At the end of the day, one big disappointed sigh. Hardly any remarkable trades were made. And all the biggest by far, already before the Olympics break. The teams clearly in decided to play it safe and not shake the roster. The teams clearly out didn't have anything to sell. The teams on the playoff bubble were too scared to mix it up or couldn't find a partner to make major trades. Well, at least we'll have very tightly integrated teams fighting for playoff spots this time. That might even be better for the fans.

Some random picks from me here. Case Vesa Toskala. A somewhat fairytaleish rise from San Jose backup to the number one goalie in the biggst hockey town in the planet in Toronto followed by a sad story of being traded a couple of times under trade deadline and landing as the backup of Miikka Kiprusoff. One of the few guys that will keep on playing 75 games a season. A fellow Finn with merits to share. A guy from the same home town in Finland. Vesa will unfortunately (from a Finnish fan point of view) end up sitting off the back of his shorts in Calgary.

Defencemen Lubomir Visnovsky and Ryan Whitney changed teams EDM-ANA. I can't see any point in Anaheim making this move. Players have similar attributes, but Whitney is a young horse where Visnovsky already a veteran. I guess this is the old merits talking. Anyway, I'd say this is good for Edmonton's rebuilding plans.

Colorado dumped Vojtek Volski. Can't wrap my mind around that either. The guy has been great for a few seasons, supercool in shootouts, one of the leading scorers in the team, still young and improving and whatnot. That one slipped off pretty cheap. Peter Mueller quite likely has talent and a decent future in NHL ahead of him, but still..

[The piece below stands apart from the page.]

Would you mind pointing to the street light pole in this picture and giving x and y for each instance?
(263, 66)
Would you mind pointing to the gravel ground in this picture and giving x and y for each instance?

Pre-olympics trades were interesting, Toronto getting Phaneuf and putting all on this one card. Rangers swapping underachievers with Calgary. And last but not the least, New Jersey trying to integrate a superstar, bigger-than-the-team sniper artist Ilya Kovalchuck to a very tight, system-first team with dicipline above all. Kovalchuck could do it all, skate, hit, score, defend if he finds the right motivation. With that sort of package, New Jersey could well be off for a long cup run this year.

In conclusion, the trades were nothing special this year. The big guns of Washington, Pittsburgh, San Jose, New Jersey and Chicago will prevail and wrestle for the cup in a "league of their own". Surprises may come by Vancouver and Philly. Others can't take the heat this season.